I lost WCAU-10.1 and WPHL-17.1 8-9 days ago. Rebooted my HR20-700 several times but still can't get them. 10.2 and 17.2 come in with no problem so I'm receiving a signal. Anyone still having this problem? It seems like a sofware issue with DIRECTV.


----------



## n3ntj

I'm still getting 10.1~10.3 and 17.1 and 17.2 here near Lancaster, PA on my HR20-700.


----------



## 311Man

n3ntj said:


> I'm still getting 10.1~10.3 and 17.1 and 17.2 here near Lancaster, PA on my HR20-700.


I am receiving those channels fine from west of Allentown area. I do not receive WPVI (CH6) on my outdoor UHF antenna however I tested with my attic VHF and it comes in fine - so signal strength has improved with that channel. Problem for me is the attic attenna only receives 3.1 and 6.1 and 10.1 is marginal.

Has anyone tried using a VHF/UHF antenna combiner with success? Thinking of combining the two antenna I have to finally get all my locals back.

Also if there is anyone in the Allentown (Lehigh) area that is successful receiving any Wilkes Barre Scanton locals I would like to know. May save me a trip on the roof if anyone knows if I have a shot at getting them.


----------



## no static at all

311Man said:


> Has anyone tried using a VHF/UHF antenna combiner with success? Thinking of combining the two antenna I have to finally get all my locals back.


A _"UVSJ_" is the best way to combine separate VHF & UHF antennas together. The insertion loss is very low.

http://yhst-18278607509093.stores.yahoo.net/pico-0389.html


----------



## 311Man

Any thoughts if this antenna could actually assist in picking up WPVI (CH6) with its low VHF frequency?

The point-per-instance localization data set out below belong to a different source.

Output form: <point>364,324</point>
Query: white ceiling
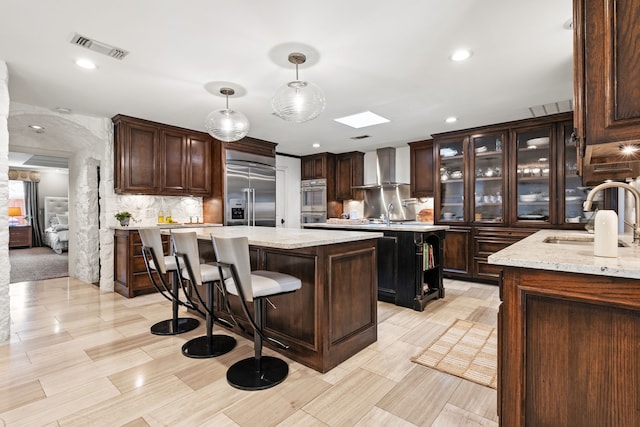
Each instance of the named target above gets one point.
<point>387,57</point>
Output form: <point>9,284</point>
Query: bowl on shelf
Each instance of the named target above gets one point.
<point>538,142</point>
<point>528,197</point>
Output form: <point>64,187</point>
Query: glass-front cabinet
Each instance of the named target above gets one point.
<point>488,165</point>
<point>533,157</point>
<point>451,197</point>
<point>574,192</point>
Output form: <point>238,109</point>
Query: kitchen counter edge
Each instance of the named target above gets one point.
<point>533,252</point>
<point>414,227</point>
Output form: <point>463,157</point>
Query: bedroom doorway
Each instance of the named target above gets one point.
<point>38,243</point>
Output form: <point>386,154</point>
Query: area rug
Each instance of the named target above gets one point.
<point>37,264</point>
<point>467,350</point>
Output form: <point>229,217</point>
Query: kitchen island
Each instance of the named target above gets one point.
<point>569,332</point>
<point>410,258</point>
<point>130,274</point>
<point>334,315</point>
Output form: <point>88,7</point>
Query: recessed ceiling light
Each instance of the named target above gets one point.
<point>37,128</point>
<point>460,55</point>
<point>86,64</point>
<point>361,120</point>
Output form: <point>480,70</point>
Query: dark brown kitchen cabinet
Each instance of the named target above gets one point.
<point>152,158</point>
<point>499,183</point>
<point>130,275</point>
<point>318,166</point>
<point>349,173</point>
<point>136,156</point>
<point>607,86</point>
<point>568,349</point>
<point>457,252</point>
<point>489,240</point>
<point>185,163</point>
<point>421,168</point>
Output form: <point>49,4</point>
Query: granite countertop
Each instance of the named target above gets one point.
<point>394,226</point>
<point>573,253</point>
<point>284,238</point>
<point>163,226</point>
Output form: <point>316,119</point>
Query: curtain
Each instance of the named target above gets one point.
<point>31,210</point>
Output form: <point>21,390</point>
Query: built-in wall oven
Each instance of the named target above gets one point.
<point>313,200</point>
<point>313,217</point>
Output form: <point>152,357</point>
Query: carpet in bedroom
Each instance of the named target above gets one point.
<point>37,264</point>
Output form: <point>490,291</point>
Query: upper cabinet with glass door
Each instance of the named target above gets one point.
<point>574,192</point>
<point>450,198</point>
<point>533,174</point>
<point>488,181</point>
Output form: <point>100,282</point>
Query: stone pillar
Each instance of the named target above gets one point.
<point>5,321</point>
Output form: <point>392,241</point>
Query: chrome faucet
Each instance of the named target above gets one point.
<point>636,195</point>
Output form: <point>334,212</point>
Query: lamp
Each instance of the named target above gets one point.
<point>298,101</point>
<point>13,213</point>
<point>225,124</point>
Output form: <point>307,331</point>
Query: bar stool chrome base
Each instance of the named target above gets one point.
<point>208,346</point>
<point>175,326</point>
<point>252,374</point>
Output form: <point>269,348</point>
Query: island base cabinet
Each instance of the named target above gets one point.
<point>334,314</point>
<point>568,350</point>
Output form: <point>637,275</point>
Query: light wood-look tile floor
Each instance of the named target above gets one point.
<point>77,356</point>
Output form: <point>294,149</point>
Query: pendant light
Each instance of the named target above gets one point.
<point>225,124</point>
<point>298,101</point>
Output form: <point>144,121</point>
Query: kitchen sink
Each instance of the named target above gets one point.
<point>578,240</point>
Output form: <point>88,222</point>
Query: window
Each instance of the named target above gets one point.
<point>16,200</point>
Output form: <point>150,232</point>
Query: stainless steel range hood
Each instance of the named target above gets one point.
<point>385,169</point>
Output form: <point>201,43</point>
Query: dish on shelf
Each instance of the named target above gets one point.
<point>538,142</point>
<point>528,197</point>
<point>448,152</point>
<point>533,217</point>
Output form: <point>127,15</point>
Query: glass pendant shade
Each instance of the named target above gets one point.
<point>225,124</point>
<point>298,101</point>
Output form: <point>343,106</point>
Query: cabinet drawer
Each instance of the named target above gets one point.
<point>491,246</point>
<point>486,270</point>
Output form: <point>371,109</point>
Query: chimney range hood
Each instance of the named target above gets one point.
<point>385,169</point>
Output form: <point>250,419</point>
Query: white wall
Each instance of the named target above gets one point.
<point>290,189</point>
<point>5,266</point>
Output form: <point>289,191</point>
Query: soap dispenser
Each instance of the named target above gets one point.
<point>605,242</point>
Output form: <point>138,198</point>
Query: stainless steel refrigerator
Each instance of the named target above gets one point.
<point>250,189</point>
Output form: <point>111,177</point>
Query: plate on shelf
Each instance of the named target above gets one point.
<point>448,152</point>
<point>538,142</point>
<point>532,217</point>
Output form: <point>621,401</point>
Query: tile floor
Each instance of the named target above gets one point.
<point>77,356</point>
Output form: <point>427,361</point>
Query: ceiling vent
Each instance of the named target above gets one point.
<point>96,46</point>
<point>551,108</point>
<point>48,161</point>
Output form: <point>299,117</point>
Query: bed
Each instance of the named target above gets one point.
<point>56,222</point>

http://www.solidsignal.com/prod_display.asp?PROD=HDTVO


----------



## n3ntj

311Man said:


> Any thoughts if this antenna could actually assist in picking up WPVI (CH6) with its low VHF frequency?
> 
> http://www.solidsignal.com/prod_display.asp?PROD=HDTVO


I'd think you'd have to be pretty close to Phily for this 'contraption' to work. Anything more than 25+ miles from Philly, you probably need a real antenna. Still no WPVI here.. I've given up.


----------



## 311Man

n3ntj said:


> I'd think you'd have to be pretty close to Phily for this 'contraption' to work. Anything more than 25+ miles from Philly, you probably need a real antenna. Still no WPVI here.. I've given up.


Well...I have two antenna's (one on roof one in attic) and neither of them get me ALL the channels. My outdoor DB8 has picked up CH6 only twice since the transition.

Looks like I too am going to wave the white flag on picking up WPVI. May break down and get locals from Directv I guess. I have been grandfathered with DNS but only in SD... was using OTA for HD. Ugh...who said this transition was a good idea.


----------